After its debut at the Bodó Gallery and Auction House, the unique world of László Bornemisza arrives in Sopron: the large-scale exhibition Memories of Fleeting Time will be open to visitors from May 6 to 8 as part of SopronFest. Featuring a selection of rarely seen works, the show offers a glimpse into an oeuvre that stands as one of the forgotten treasures of the post-regime-change era—now awaiting rediscovery.
László Bornemisza (1910–1995) created paintings that are both whimsical and unsettling. His canvases are populated by golden, sky-reaching buildings, grotesque figures, pigtailed girls, nuns, and brothel dwellers—presented through the innocent yet piercing gaze of a child. As Bornemisza himself put it: “To show the world through the naive eyes of a child, and in doing so, reveal its grotesque elements.” A recurring figure in this perspective is Lumikki, the wide-eyed, ever-curious little girl whom Hungarian writer Ervin Lázár once called a theatrical master of ceremonies—appearing as a kind of fairytale guide throughout Bornemisza’s work.

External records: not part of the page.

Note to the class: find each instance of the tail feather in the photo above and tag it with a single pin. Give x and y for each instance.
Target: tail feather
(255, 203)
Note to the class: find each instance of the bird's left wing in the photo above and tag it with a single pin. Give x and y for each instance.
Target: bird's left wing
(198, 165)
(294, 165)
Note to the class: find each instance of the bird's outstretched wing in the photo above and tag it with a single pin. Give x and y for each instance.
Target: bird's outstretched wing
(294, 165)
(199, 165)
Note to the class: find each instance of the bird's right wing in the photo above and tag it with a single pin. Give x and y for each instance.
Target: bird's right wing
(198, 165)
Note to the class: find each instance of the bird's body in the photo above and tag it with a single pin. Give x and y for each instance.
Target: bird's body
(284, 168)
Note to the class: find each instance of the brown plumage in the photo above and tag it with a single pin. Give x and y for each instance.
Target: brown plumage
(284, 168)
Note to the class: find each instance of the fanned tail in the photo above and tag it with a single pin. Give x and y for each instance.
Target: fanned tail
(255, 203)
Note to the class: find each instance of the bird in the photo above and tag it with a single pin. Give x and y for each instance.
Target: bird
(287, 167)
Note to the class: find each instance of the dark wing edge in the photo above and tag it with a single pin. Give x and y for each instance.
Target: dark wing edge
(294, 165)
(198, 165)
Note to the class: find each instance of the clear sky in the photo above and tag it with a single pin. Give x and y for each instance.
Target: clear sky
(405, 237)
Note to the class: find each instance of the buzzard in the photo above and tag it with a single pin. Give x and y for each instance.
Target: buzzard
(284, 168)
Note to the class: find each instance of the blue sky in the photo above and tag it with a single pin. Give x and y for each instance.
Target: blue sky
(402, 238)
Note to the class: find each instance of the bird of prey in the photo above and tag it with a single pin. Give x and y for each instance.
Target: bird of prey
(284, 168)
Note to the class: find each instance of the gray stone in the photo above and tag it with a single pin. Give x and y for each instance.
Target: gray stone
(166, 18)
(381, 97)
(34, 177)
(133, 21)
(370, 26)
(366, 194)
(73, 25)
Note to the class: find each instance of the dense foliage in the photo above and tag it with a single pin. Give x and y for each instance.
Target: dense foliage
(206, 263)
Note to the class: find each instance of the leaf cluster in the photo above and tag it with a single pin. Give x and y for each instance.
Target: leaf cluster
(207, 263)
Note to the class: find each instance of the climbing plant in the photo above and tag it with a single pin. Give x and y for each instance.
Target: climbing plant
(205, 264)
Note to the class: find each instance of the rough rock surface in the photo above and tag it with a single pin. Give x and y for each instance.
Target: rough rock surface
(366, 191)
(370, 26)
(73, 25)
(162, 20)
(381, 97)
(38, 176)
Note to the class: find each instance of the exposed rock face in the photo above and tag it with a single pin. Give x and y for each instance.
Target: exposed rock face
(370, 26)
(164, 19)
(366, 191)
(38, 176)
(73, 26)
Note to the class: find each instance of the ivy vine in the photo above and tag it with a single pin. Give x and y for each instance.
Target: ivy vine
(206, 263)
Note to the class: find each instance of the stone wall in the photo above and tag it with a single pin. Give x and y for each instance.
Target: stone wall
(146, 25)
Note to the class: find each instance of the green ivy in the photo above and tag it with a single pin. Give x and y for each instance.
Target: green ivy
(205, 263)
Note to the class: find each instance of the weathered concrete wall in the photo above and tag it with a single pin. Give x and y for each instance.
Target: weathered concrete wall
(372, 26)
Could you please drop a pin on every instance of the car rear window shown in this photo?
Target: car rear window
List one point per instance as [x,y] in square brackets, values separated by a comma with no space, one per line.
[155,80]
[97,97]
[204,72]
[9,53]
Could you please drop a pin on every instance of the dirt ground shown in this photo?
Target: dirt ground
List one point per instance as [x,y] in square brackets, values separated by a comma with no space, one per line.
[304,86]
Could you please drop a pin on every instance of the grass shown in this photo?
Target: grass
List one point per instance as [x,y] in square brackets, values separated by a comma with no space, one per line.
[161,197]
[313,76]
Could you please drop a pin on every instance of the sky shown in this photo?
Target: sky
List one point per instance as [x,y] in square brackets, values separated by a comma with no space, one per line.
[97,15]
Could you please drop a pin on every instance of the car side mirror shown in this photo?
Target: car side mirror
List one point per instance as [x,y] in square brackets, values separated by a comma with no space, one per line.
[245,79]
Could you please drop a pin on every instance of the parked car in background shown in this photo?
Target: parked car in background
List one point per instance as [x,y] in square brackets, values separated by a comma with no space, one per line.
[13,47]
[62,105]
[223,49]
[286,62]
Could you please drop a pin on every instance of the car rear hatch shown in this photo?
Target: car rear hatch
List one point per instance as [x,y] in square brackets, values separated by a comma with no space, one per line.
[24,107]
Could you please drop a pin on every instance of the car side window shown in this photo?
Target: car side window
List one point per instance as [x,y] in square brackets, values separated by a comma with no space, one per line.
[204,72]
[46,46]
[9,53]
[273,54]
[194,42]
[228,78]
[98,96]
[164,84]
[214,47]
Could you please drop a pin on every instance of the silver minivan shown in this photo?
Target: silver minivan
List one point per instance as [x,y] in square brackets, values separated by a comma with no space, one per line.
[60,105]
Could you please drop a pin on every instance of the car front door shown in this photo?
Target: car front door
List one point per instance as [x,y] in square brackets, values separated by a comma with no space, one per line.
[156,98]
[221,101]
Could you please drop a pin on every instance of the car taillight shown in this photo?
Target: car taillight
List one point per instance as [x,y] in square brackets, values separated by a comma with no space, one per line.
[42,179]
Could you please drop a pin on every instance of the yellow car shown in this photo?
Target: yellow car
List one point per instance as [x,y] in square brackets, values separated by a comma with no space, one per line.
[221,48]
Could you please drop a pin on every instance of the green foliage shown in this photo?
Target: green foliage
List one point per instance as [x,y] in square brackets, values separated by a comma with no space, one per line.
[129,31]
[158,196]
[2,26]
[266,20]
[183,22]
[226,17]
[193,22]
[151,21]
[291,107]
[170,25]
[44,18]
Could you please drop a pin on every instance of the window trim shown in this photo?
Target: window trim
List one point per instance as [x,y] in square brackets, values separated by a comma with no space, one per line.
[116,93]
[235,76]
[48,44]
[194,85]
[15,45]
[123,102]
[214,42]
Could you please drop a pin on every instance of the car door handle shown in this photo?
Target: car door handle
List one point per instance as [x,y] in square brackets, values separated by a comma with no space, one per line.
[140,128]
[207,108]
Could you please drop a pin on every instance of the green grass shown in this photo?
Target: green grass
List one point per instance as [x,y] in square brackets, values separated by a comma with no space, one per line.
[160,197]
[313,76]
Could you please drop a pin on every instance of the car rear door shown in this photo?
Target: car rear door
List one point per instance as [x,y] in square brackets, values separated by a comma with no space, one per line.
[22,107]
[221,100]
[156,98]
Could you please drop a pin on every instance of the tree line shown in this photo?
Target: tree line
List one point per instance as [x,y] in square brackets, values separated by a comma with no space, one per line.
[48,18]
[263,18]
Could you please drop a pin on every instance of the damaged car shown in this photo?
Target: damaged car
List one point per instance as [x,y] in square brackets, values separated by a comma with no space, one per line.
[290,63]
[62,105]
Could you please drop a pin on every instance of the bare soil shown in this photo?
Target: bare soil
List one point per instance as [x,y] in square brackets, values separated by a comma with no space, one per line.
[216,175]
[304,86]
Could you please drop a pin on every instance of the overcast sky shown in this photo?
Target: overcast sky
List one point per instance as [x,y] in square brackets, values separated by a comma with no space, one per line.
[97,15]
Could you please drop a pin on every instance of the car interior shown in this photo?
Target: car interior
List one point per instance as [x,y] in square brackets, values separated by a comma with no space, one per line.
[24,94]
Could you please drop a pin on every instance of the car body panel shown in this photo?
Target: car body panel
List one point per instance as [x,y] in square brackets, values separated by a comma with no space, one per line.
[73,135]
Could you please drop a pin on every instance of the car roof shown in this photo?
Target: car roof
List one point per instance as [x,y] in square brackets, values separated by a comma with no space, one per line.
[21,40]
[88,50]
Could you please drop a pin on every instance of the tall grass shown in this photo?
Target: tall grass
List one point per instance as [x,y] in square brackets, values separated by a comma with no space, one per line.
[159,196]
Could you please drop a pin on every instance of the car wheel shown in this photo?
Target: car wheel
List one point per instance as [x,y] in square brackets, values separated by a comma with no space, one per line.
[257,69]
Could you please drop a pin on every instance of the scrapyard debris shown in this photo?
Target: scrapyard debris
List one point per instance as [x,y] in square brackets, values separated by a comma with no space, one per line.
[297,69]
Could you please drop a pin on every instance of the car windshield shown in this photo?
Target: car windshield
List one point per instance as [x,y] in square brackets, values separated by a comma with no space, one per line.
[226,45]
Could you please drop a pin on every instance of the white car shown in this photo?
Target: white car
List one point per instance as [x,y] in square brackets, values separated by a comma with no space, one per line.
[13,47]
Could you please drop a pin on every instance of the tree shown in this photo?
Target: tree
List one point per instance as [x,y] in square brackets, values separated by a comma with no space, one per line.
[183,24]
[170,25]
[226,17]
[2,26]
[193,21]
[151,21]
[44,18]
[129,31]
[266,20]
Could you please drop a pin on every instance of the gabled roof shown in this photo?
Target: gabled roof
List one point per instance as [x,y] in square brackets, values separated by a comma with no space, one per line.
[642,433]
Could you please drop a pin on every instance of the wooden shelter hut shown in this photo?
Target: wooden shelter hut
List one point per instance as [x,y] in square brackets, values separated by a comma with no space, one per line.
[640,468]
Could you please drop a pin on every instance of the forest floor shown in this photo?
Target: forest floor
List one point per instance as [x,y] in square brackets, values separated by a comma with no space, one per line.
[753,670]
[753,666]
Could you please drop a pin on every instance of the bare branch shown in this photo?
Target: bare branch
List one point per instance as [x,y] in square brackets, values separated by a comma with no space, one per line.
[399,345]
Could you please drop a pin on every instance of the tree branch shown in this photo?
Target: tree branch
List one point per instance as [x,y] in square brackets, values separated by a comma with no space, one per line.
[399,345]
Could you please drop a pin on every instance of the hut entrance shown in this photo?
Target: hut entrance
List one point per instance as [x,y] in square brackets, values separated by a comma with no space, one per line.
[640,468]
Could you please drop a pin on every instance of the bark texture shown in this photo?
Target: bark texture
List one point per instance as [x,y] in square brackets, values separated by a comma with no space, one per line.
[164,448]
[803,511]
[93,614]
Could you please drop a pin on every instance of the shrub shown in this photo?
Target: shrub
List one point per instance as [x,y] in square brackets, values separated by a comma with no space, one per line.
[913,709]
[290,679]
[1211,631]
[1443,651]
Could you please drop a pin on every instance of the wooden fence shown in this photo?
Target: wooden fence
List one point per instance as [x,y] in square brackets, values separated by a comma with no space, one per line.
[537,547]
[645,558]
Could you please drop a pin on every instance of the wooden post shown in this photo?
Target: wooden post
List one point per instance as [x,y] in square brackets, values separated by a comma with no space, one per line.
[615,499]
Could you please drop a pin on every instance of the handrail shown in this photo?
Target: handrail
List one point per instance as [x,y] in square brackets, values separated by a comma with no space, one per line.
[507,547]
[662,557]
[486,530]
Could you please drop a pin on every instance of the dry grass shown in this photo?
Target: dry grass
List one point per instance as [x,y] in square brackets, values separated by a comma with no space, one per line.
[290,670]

His paintings pulse with the irreconcilable duality of the postwar decades: the rebirth of European culture weighed down by collective guilt, a cheerful grotesquery tinged with irony and social critique. It is no coincidence that critics have compared his art to that of Arnold Gross, István Pekáry, and even James Ensor or Ferenc Jánossy. Carnival-like crowds, archaic symbols, and the surreal visions of the 1970s merge in his work—often within a cinematic atmosphere evocative of Bergman, Fellini, or Fassbinder.
The exhibition is curated by Dr. Lilla Szabó, with co-curator Zsófia Nóra Nagy. Beyond carefully selecting the works, they have designed the concept of the show to transport visitors into a fairytale city beyond time—a world that is at once nostalgic and deeply disquieting.